Nous devons rejeter l'hypocrisie des politiques qui organisent le désengagement de l'Etat dans le domaine de la protection sociale tout en vantant les vertus du bénévolat chargé de combler le vide. Il serait souhaitable d'attribuer un salaire social aux millions de gens qui œuvrent pour la solidarité, pour éviter la constitution de deux catégories de citoyens : ceux qui seraient des salariés " normaux " dans le privé et le public qui, et ceux chômeurs, seraient amenés à travailler pour les organisations du troisième secteur.

Il est urgent de développer le culte d'autre valeurs que le profit.
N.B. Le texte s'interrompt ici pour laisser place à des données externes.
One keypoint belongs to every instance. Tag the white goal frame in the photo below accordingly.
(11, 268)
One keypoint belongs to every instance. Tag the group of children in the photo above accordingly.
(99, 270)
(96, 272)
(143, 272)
Générosité, solidarité, accomplissement sportif, création artistique, écoute de l'autre, ... doivent être les moteurs de nos vies plus qu'ils ne le sont aujourd'hui.

Ils fut un temps où les esclaves seuls travaillaient, les hommes libres eussent été déconsidérés s'ils avaient effectué quelque tâche matérielle que ce soit. Eh ! bien, aujourd'hui, remplaçons les esclaves par les robots, afin que tous les hommes soient libres. Utopique ? Non, à peine anticipation.

Pour stimuler la croissance, il faut améliorer l'appareil de production, donc exclure les hommes du processus. Le jour n'est pas loin où les robots seront fabriqués par d'autres robots.

Aujourd'hui l'emploi représente un facteur négatif, hors de prix, inutilisable, nuisible au profit. La suppression d'emploi devient un mode de gestion de plus en plus en vogue, un agent essentiel du profit.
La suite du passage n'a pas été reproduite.